In reply to by panda911

It sounds like you need to talk to an off-campus counselor or something of the sort. Try finding another outlet to get your stress out in. I pick my scalp, arms, and face, but not quite as bad as you. Don't be afraid to get help! It's great you pushed yourself to get on here and find ways to stop. It might take actually looking in the mirror at yourself to stop yourself, (Like it did for me for awhile.) If you don't know anything to keep yourself busy from picking, try a really hard video game to master, or some sort of art project to keep you busy, and KEEP TO IT.
November 02, 2011

In reply to by Pochahontas

I feel really bad, because I like to do it when I do it.
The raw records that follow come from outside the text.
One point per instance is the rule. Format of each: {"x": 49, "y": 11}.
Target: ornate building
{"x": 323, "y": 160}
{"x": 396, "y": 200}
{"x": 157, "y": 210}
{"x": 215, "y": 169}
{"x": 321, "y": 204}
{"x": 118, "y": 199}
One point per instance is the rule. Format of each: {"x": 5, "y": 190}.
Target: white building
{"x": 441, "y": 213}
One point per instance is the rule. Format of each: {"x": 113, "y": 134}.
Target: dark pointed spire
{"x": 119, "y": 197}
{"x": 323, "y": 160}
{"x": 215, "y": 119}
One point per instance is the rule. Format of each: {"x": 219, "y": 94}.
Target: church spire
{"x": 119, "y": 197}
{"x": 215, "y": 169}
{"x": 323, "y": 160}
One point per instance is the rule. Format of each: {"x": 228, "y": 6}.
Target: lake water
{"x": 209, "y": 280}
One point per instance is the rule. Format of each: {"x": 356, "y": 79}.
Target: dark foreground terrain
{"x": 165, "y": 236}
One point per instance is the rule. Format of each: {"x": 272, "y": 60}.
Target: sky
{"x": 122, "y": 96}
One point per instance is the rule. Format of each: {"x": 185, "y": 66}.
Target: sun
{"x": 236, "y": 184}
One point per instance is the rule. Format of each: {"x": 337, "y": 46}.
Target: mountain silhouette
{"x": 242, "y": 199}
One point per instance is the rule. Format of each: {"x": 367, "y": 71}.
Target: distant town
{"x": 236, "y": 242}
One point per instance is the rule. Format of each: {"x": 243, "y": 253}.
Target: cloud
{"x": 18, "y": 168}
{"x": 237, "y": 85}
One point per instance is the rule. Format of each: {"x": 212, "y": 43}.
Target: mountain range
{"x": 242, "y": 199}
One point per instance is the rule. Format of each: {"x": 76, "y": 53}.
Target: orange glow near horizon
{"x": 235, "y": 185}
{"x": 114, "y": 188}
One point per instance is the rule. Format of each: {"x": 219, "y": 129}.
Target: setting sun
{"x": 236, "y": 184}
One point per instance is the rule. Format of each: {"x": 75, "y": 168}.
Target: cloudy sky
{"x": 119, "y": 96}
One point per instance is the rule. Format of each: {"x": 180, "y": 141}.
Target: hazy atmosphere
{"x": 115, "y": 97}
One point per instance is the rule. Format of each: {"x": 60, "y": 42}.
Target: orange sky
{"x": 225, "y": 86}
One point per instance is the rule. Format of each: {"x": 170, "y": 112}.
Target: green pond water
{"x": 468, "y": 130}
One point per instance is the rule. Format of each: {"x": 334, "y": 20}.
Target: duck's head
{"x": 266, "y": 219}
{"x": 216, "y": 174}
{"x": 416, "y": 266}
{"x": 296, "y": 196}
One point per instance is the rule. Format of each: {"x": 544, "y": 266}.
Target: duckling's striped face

I hadn't done it in a couple months id say until two days ago, and the last couple of days have just been ridiculous. I don't think looking in the mirror will work, if anything I get a rush seeing my nose bleeding like that. You say look for an off-campus counselor? Where could I find a good listing for something like this, because I went to my campus health center today and its basically just residents and a few good doctors, I think I need something more serious or long term
November 03, 2011
I have had a LOT of luck with the amino acid N-acetyl cysteine, which is sometimes sold as N-acetyl L-cysteine, for my 11-year-old daughter who severely picks her skin (arms and legs). I'm hoping that everyone on this group will check it out. We started out at 1200mg each day, 600mg in the morning and 600mg in the evening. Then we worked up to 2400mg, 1200 mg in the morning and 1200 mg in the evening, within about 3 or 4 weeks. The study that was done in 2009 showed the best results were after 9 weeks of continuous treatment with this amino acid, also just known as NAC. We saw great results after 6 weeks. Please consider trying it. I am not a doctor, so please weigh out the risks for yourself. It has truly been a godsend. My daughter used to pick to the point of staph infections. She has scars all over her body. It works by regulating the URGE to pick. You can download the summary text of the 2009 study on this website - The study was for hair-pulling, but skin-picking and nail-biting result from similar sets of urges.